—Simetría —dijo por fin—. El número áureo. Formas que imitan la naturaleza. Colores complementarios. Tonos armónicos.
Asentí, aliviado porque la conversación fluyera de nuevo, pero sabía que estaría mucho tiempo flagelándome por ese desliz.
—O, como en el caso de la arquitectura, donde las formas son funcionales —prosiguió—. Que es lo mismo que decir que imitan a la naturaleza. Las celdas hexagonales de los panales. Las presas de los castores que regulan los niveles de agua. La red de túneles de los zorros. Los nidos en agujeros en los troncos que abren los pájaros carpinteros y alojan a otras aves. Nada de ello ha sido construido para ser bello, pero lo es de todas formas. Una casa en la que se vive bien es hermosa. En el fondo es muy sencillo.
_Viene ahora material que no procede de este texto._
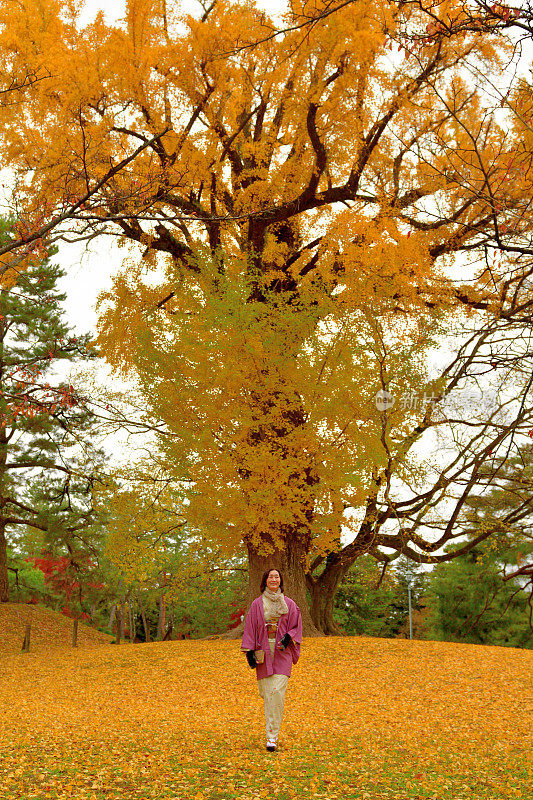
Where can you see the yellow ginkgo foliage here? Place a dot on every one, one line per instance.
(291, 219)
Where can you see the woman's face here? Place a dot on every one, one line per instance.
(273, 580)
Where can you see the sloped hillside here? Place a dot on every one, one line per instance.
(50, 630)
(364, 719)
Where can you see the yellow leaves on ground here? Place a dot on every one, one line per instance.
(364, 718)
(50, 630)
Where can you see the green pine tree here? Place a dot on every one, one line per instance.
(47, 461)
(485, 595)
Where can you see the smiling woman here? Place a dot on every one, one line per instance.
(272, 639)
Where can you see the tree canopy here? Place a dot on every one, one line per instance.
(292, 221)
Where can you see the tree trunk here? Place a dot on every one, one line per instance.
(4, 580)
(112, 616)
(290, 564)
(162, 621)
(323, 590)
(143, 617)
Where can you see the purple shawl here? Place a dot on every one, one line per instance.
(256, 638)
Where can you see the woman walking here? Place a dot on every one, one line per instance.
(271, 641)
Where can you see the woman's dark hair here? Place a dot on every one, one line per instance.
(262, 587)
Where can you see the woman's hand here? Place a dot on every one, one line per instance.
(250, 657)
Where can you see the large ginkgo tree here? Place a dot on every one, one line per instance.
(292, 224)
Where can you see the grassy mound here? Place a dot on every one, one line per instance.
(50, 630)
(365, 719)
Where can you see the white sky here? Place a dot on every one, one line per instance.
(90, 272)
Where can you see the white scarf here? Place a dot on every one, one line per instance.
(276, 601)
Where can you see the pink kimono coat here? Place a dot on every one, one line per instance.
(256, 638)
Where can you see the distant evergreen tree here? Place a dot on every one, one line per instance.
(469, 602)
(46, 455)
(485, 596)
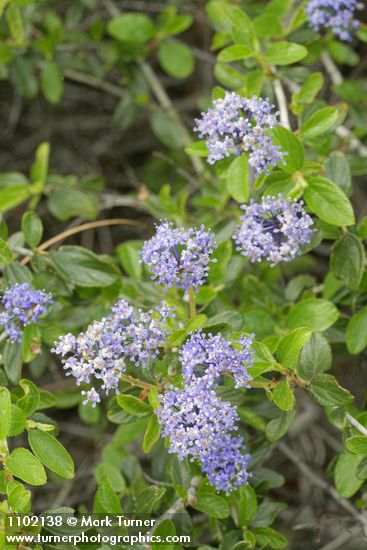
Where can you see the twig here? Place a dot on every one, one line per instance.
(161, 96)
(282, 103)
(356, 424)
(320, 482)
(332, 70)
(91, 225)
(110, 200)
(341, 131)
(165, 102)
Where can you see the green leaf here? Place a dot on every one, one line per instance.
(131, 27)
(13, 361)
(238, 179)
(338, 171)
(106, 501)
(314, 313)
(180, 472)
(23, 78)
(51, 82)
(69, 202)
(285, 53)
(149, 498)
(39, 168)
(133, 405)
(18, 419)
(164, 529)
(356, 334)
(326, 391)
(320, 122)
(31, 398)
(171, 23)
(51, 453)
(83, 268)
(235, 53)
(310, 88)
(347, 260)
(278, 427)
(13, 195)
(267, 537)
(152, 433)
(267, 25)
(114, 475)
(357, 444)
(18, 497)
(26, 466)
(290, 346)
(128, 254)
(32, 228)
(315, 358)
(283, 396)
(328, 202)
(247, 504)
(6, 255)
(345, 474)
(295, 154)
(212, 505)
(5, 413)
(167, 129)
(176, 58)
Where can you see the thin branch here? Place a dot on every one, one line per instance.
(332, 70)
(93, 82)
(165, 102)
(138, 383)
(320, 482)
(282, 103)
(91, 225)
(356, 424)
(341, 131)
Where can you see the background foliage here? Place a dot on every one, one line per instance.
(98, 101)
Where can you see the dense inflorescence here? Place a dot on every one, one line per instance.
(336, 15)
(273, 230)
(22, 306)
(239, 125)
(103, 350)
(178, 257)
(207, 357)
(197, 422)
(200, 425)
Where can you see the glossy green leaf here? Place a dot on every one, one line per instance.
(326, 391)
(32, 228)
(51, 453)
(24, 465)
(328, 202)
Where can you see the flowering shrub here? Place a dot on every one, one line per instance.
(184, 336)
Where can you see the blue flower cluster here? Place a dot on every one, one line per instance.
(336, 15)
(207, 357)
(177, 257)
(197, 422)
(22, 306)
(238, 125)
(103, 350)
(273, 230)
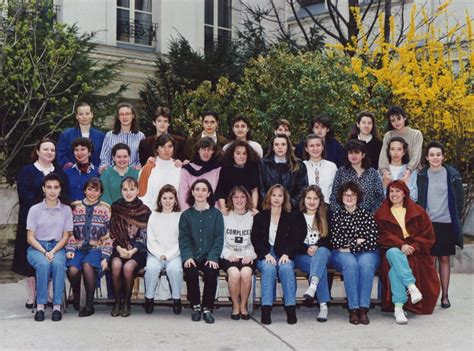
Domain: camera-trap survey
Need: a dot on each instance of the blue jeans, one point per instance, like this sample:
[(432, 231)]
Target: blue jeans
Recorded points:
[(44, 269), (400, 274), (286, 273), (316, 265), (358, 270), (174, 271)]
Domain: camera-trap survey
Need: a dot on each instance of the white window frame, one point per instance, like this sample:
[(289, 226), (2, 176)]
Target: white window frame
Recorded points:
[(132, 12)]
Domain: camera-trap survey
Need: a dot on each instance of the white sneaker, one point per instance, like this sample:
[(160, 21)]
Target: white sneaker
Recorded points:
[(400, 316), (323, 314), (415, 294)]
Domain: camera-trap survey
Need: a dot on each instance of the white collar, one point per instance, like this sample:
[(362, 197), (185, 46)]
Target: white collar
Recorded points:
[(45, 171)]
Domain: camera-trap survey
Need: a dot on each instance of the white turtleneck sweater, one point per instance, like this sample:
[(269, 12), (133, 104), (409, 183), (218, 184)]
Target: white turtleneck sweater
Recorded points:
[(164, 172), (162, 234)]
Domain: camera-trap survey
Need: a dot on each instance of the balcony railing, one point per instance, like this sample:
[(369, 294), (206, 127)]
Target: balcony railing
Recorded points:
[(136, 32)]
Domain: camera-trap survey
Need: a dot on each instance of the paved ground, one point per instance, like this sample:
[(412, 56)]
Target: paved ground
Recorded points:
[(451, 329)]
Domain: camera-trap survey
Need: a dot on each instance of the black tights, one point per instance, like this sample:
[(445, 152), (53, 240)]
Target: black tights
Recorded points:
[(89, 274), (123, 276)]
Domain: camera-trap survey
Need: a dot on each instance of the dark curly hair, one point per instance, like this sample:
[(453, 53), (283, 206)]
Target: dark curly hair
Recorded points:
[(228, 156)]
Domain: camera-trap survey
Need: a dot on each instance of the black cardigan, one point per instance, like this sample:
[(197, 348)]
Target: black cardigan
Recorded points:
[(301, 230), (286, 242)]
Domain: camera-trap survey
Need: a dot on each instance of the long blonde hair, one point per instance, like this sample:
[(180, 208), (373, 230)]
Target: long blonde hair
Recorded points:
[(320, 218), (266, 204)]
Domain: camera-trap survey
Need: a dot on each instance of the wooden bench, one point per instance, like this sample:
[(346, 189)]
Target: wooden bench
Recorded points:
[(222, 295)]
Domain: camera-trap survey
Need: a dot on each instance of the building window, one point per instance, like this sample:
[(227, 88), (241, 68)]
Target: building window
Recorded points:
[(134, 22), (217, 22)]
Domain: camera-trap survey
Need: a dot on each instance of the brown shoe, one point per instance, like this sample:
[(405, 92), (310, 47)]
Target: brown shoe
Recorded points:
[(363, 318), (354, 316)]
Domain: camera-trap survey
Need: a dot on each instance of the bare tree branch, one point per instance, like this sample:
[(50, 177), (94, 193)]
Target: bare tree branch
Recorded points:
[(292, 5), (320, 25)]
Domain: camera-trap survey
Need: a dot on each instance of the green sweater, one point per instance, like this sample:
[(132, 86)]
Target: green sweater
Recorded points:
[(111, 181), (201, 234)]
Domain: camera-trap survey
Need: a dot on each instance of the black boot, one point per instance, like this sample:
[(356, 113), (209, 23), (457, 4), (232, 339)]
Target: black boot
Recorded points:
[(177, 307), (116, 309), (149, 305), (291, 314), (266, 315), (125, 312)]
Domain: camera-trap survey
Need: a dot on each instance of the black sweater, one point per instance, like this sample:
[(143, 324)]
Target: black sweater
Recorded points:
[(231, 176), (286, 241), (272, 173)]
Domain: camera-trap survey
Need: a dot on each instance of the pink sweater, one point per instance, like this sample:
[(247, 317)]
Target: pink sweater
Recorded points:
[(187, 180)]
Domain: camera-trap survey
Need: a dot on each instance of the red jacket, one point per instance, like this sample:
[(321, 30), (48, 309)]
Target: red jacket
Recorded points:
[(422, 238)]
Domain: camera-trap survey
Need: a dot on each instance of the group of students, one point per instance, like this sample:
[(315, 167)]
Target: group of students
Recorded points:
[(206, 203)]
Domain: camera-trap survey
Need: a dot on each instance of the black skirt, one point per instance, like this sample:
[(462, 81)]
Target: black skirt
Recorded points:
[(445, 244), (139, 257), (226, 264)]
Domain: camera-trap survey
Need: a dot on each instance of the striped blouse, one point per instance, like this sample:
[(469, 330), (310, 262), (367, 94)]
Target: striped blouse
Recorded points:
[(129, 138)]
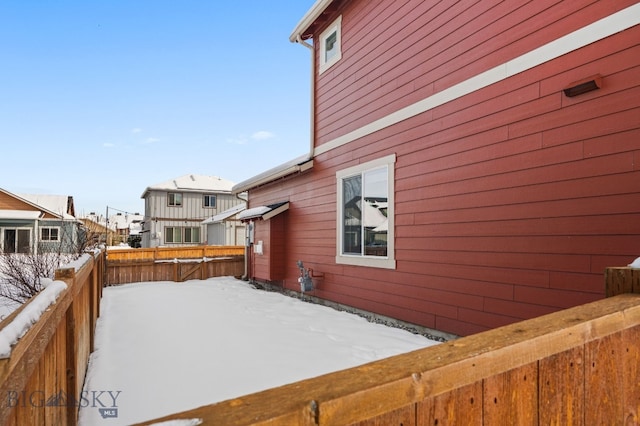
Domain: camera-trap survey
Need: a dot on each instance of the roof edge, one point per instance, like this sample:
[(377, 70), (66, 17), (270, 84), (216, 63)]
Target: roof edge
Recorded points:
[(296, 165), (309, 18)]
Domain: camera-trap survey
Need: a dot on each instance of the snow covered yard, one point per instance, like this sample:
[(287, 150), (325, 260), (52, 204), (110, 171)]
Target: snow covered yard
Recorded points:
[(166, 347)]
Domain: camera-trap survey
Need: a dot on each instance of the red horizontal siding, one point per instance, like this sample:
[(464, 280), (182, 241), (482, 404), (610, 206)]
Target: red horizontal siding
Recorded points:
[(442, 46), (510, 201)]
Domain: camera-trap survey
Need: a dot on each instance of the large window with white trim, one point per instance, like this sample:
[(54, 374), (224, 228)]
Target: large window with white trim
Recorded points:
[(16, 240), (331, 45), (181, 234), (365, 214), (50, 234)]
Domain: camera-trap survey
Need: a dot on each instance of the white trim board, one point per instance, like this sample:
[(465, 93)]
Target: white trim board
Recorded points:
[(591, 33)]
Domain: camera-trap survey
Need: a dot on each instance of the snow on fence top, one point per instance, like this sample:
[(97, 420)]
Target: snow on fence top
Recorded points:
[(31, 313)]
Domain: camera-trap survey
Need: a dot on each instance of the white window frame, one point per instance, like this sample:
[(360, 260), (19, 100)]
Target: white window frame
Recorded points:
[(387, 262), (49, 228), (16, 228), (334, 28), (208, 198), (176, 196), (181, 233)]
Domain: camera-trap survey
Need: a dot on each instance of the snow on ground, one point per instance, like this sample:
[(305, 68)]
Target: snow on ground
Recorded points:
[(165, 347)]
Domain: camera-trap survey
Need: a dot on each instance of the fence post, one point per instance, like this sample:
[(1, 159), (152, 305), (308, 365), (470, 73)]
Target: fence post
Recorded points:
[(68, 275), (621, 280)]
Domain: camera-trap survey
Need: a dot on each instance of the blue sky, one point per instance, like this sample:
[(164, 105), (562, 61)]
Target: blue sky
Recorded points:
[(100, 99)]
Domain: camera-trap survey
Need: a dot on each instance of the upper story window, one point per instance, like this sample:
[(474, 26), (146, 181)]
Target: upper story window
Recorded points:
[(174, 199), (49, 234), (181, 234), (209, 200), (366, 214), (330, 45)]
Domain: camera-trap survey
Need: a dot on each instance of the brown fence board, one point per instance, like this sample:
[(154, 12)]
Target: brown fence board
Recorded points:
[(405, 417), (562, 388), (46, 367), (631, 374), (512, 395), (462, 406)]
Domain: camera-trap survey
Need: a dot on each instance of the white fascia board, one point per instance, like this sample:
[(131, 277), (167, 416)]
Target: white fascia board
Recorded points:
[(309, 18)]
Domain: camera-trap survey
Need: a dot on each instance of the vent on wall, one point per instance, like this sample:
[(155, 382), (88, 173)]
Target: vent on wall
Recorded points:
[(583, 86)]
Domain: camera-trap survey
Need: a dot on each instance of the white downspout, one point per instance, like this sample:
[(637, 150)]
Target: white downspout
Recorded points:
[(312, 120)]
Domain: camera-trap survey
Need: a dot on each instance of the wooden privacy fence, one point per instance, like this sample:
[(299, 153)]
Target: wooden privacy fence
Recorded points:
[(41, 381), (580, 366), (173, 264)]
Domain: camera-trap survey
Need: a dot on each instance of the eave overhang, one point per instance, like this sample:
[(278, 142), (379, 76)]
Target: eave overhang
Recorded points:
[(264, 212), (297, 165)]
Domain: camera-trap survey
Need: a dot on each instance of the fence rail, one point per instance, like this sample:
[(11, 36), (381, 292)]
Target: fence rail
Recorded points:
[(577, 366), (41, 381), (173, 264)]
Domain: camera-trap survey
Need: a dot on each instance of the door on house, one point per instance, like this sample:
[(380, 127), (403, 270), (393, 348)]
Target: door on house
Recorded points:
[(17, 241)]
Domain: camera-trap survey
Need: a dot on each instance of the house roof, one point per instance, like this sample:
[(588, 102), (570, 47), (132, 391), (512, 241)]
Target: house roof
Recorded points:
[(264, 212), (20, 214), (193, 183), (225, 214), (124, 221), (319, 8), (296, 165), (59, 205)]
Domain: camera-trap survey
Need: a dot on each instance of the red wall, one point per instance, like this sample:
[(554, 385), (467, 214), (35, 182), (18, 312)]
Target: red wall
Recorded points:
[(509, 201)]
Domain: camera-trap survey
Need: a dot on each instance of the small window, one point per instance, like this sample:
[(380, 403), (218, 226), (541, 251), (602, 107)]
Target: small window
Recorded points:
[(49, 234), (192, 235), (330, 45), (174, 199), (209, 201), (172, 234), (365, 214), (180, 234)]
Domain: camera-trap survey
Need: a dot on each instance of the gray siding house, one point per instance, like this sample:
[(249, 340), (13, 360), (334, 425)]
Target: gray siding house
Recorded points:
[(226, 229), (36, 224), (174, 211)]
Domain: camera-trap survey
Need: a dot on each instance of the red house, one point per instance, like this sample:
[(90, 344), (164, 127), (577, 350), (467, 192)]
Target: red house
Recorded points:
[(472, 163)]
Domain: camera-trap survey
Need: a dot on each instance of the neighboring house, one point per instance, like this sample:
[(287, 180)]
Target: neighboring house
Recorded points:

La simetría, que es un concepto geométrico, es fundamental para definir lo bello. La belleza sería por tanto algo objetivo, ajeno y superior al ser humano, como lo son a su manera las matemáticas puras, esto parece desprenderse del anterior texto de Jo Nesbo. Todos los intentos en música, pintura, arquitectura… de romper esta armonía no pueden evitar el aire de gamberrada infantil. No solo la famosa proporción áurea que se comenta en el texto participa de esta belleza, existe en la Alhambra otra proporción, que algunas llaman árabe, presenta en casi todos los rectángulos de dicho monumento.
O a lo mejor es todo lo contrario, quién sabe, y la belleza es la cualidad más impregnada de subjetividad y de prejuicios, como se indica en este fragmento de Qué fue de los Mulvaney, de Joyce Carol Oates:
Desde luego, sabía que la «belleza» no existe. A la sazón no lo sabía, pero ahora sí. La belleza es una cuestión de perspectiva, subjetividad. Prejuicios culturales. Se precisa un ojo humano, un cerebro humano, un vocabulario humano. En la naturaleza, no hay nada.
Aun así, la belleza proporciona consuelo. ¿Quién sabe por qué?